The Royce Value Trust (NYSE:RVT) is a small-cap-focused CEF that invests in companies with high ROIC and strong fundamentals. According to RVT’s policy, there is also a valuation component, which guides the final investment decision-making (i.e., there has to be a discount to the underlying value).
In essence, we can classify RVT as a small-cap and value-focused Fund for which quality such as strong balance sheets and solid debt coverage metrics play also an important role in the overall asset allocation strategy.
Let’s now explore RVT’s structure and portfolio in a bit more detail and then form an opinion as to whether the Fund is an attractive investment case.
Thesis
Currently, RVT carries ~ $1.8 billion in AuM, which is quite significant in the context of average small-cap actively managed funds. Thanks to the scale, RVT is also rather diversified with 393 companies in the portfolio that are nicely spread across different industries.
If we compare RVT to Russell 2000, we will notice notable differences in the sector allocations, where RVT has assumed a higher skew towards industrials, technology, and materials.

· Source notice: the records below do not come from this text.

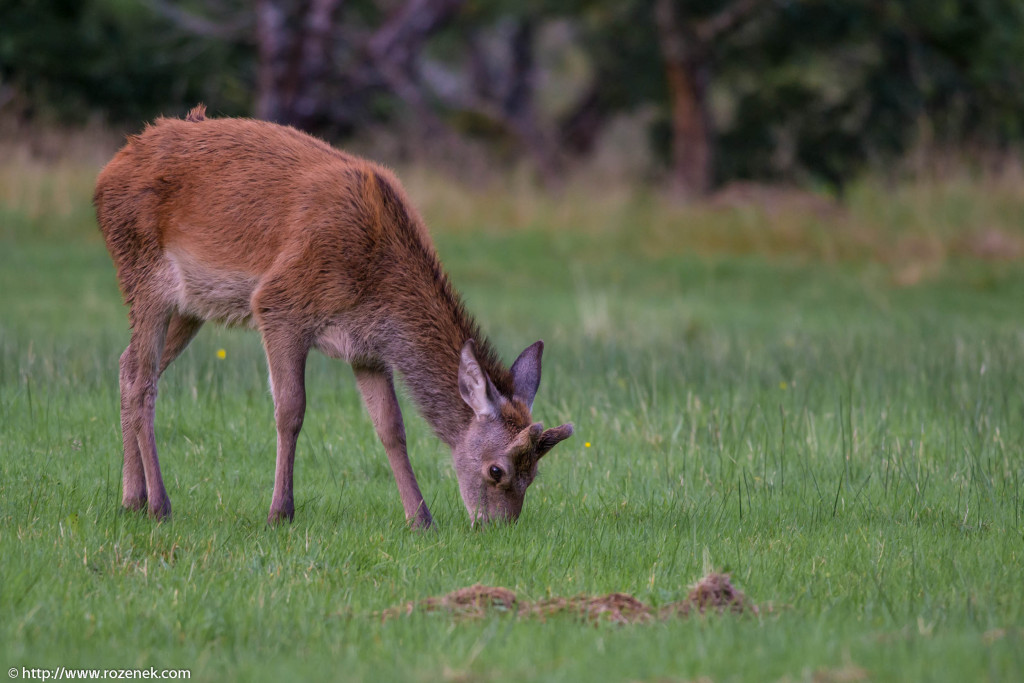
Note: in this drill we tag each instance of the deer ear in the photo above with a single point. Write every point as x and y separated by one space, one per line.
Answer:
526 374
474 385
552 436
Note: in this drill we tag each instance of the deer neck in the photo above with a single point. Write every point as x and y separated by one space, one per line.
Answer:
426 352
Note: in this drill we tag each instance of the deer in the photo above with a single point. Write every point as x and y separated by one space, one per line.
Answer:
251 223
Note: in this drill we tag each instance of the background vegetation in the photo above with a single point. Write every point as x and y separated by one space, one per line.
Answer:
806 91
808 374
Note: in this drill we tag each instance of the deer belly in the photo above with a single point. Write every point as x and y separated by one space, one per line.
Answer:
212 294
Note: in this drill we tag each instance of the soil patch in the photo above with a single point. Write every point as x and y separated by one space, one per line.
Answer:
714 593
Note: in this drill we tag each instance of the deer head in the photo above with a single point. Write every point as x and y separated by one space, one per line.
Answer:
497 459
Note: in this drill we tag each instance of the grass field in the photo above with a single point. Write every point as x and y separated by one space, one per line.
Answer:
827 407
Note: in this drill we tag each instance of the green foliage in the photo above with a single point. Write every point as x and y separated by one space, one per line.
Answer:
850 451
74 58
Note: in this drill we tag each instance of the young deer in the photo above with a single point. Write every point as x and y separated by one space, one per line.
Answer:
247 222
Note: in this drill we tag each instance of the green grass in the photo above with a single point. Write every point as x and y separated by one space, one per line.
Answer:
850 451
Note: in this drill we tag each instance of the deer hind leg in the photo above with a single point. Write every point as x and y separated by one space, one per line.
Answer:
377 387
139 372
181 330
286 356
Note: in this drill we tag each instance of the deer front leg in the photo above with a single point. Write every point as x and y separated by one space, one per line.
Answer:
286 356
377 387
139 372
132 475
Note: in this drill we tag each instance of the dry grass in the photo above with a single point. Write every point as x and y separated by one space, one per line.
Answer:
714 593
914 228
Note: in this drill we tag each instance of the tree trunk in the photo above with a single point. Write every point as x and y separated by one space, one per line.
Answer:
686 66
272 39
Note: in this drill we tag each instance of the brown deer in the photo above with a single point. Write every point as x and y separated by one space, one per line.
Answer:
248 222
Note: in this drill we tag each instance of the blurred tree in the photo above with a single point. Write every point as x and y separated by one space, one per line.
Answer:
689 42
73 58
799 90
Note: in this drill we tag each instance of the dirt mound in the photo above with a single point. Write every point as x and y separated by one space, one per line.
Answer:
713 593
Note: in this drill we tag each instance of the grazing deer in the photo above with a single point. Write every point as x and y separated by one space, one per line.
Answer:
248 222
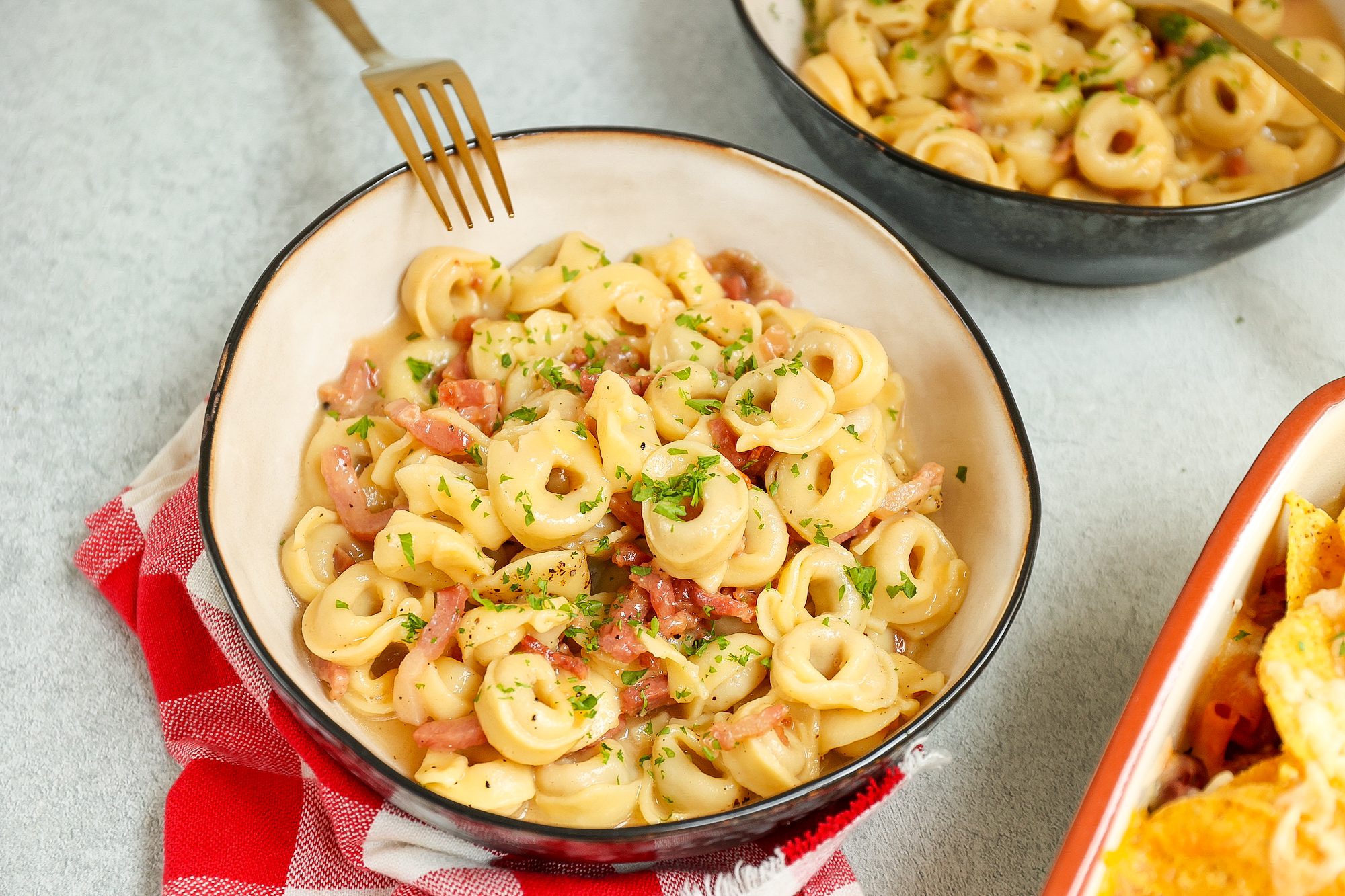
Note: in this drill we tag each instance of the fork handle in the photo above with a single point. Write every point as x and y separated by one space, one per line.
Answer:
346 18
1315 93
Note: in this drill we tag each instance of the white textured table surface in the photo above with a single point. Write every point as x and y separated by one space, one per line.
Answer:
154 157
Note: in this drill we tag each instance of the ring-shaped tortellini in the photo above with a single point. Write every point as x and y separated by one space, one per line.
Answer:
851 44
531 713
681 393
364 442
966 154
1122 143
731 667
849 360
766 540
626 428
782 405
492 631
496 786
921 581
681 267
428 553
548 483
445 689
541 278
779 759
358 615
828 663
1023 17
442 489
695 509
993 63
599 791
684 782
555 573
824 576
831 489
446 284
1227 100
309 556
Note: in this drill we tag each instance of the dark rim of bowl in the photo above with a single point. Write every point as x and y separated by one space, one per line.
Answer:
397 780
1082 205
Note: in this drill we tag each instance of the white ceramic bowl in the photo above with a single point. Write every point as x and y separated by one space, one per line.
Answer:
340 280
1305 456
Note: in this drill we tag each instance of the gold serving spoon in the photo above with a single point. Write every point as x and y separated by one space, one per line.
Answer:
389 77
1315 93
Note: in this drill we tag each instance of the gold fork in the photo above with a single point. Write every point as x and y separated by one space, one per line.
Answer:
389 77
1315 93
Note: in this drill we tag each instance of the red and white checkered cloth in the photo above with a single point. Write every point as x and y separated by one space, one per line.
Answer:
262 810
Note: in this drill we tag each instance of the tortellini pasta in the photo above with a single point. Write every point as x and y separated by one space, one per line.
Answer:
1075 99
627 541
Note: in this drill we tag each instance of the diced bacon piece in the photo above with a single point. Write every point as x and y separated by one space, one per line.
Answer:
726 442
961 103
746 279
463 330
1235 163
649 693
859 532
477 400
617 637
911 493
629 510
336 676
434 639
352 393
630 555
450 735
676 611
1065 151
432 432
346 493
559 658
455 369
731 733
774 342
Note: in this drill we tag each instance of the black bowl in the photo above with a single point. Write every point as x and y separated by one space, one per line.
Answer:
338 280
1020 233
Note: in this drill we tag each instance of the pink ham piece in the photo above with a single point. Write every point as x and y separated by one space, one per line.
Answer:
744 279
439 435
434 641
617 638
357 384
559 658
346 493
649 693
477 400
336 676
911 493
450 735
731 733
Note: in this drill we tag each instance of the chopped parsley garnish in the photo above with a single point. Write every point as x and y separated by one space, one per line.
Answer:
361 427
420 369
864 580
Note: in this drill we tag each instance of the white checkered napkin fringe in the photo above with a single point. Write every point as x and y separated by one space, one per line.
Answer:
341 838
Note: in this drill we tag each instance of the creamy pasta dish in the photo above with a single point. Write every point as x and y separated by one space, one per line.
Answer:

Conversely, RVT has deemphasized health care, real estate, and energy.
It obviously depends on the underlying securities, but from this, we could conclude that RVT has minimized investments in very interest rate sensitive areas and instead allocated into positions that are inherently more stable.
For example, the fact that there is a much lower bias toward small-cap real estate could be viewed as a step in a more conservative direction considering the current backdrop of struggling commercial real estate stock.
Furthermore, the situation in the Top 10 positions looks safe and well-diversified, where these largest names (see below) account for only ~11% of the total net asset exposure.
Now, if we peel back the onion a bit and assess the characteristics of the underlying positions, we will notice strong similarities with the Russell 2000.
In other words, according to Morningstar classification, most holdings concentrate in the “core” area, which means that RVT does not introduce a tilt either on the small-cap growth or value stocks. This is almost perfectly in line with the Russell 2000.
The portfolio company characteristics confirm this. As of now, RVT’s investments have a P/E ratio of 16x and a P/B ratio of 2.1x, which is neither high nor extremely low. Granted, in the context of the S&P 500 and more popular growth stocks, these ratios are very low and seemingly attractive (as it is usually the case).
Finally, when it comes to the fee level and structure, RVT is nicely positioned for investors. For instance, the annualized operating cost of the Fund (which includes the advisory fee) was 1.05% for 2023. This is low given the nature of the CEF – actively managed in small-cap space.
Then there is an interesting nuance stemming from the performance fee perspective, which states that RVT will charge no fees for months in which the performance over the trailing 36-month period lands at negative territory. It is very unique and “unit holder friendly” to say the least.
In a nutshell, RVT is a well-structured CEF that is sufficiently diversified with relatively minor, but positive deviations from the Russell 2000.
In my opinion, RVT provides an interesting opportunity for value-focused investors, who prefer dividend income over capital appreciation.
Historically, RVT has outperformed the Russell 2000 in a fairly consistent manner. Obviously, the correlation has been strong, but RVT has managed to deliver a slight alpha relative to the index.
Even in the trailing 3-year period, RVT has exceeded Russell 2000, while maintaining tight correlation levels (even with the S&P 500).
However, since early 2023, the S&P 500 has positively diverged from the small-cap space (including RVT), registering alpha at ~ 26%, which creates an interesting entry point in RVT.
Now, while RVT embodies rather similar risk and return factors as the Russell 2000, from the yield perspective there is a significant difference. Namely, RVT currently offers a yield of ~8%, which is about ~6.5% above what the index provides. The key reason for this lies not so much in the industry mix, but more in the security list, where RVT has clearly opted for higher-yielding names.
The bottom line
All in all, RVT is a vehicle that suits well for small-cap and value-focused investors, who also prefer high dividend income.
Currently, it seems that there is an attractive opportunity to enter RVT given the recent divergence from the S&P 500 and relatively high dividend yield of 8%, which in turn could provide acceptable streams of income, while investors, who believe in small-cap and value premium get awarded.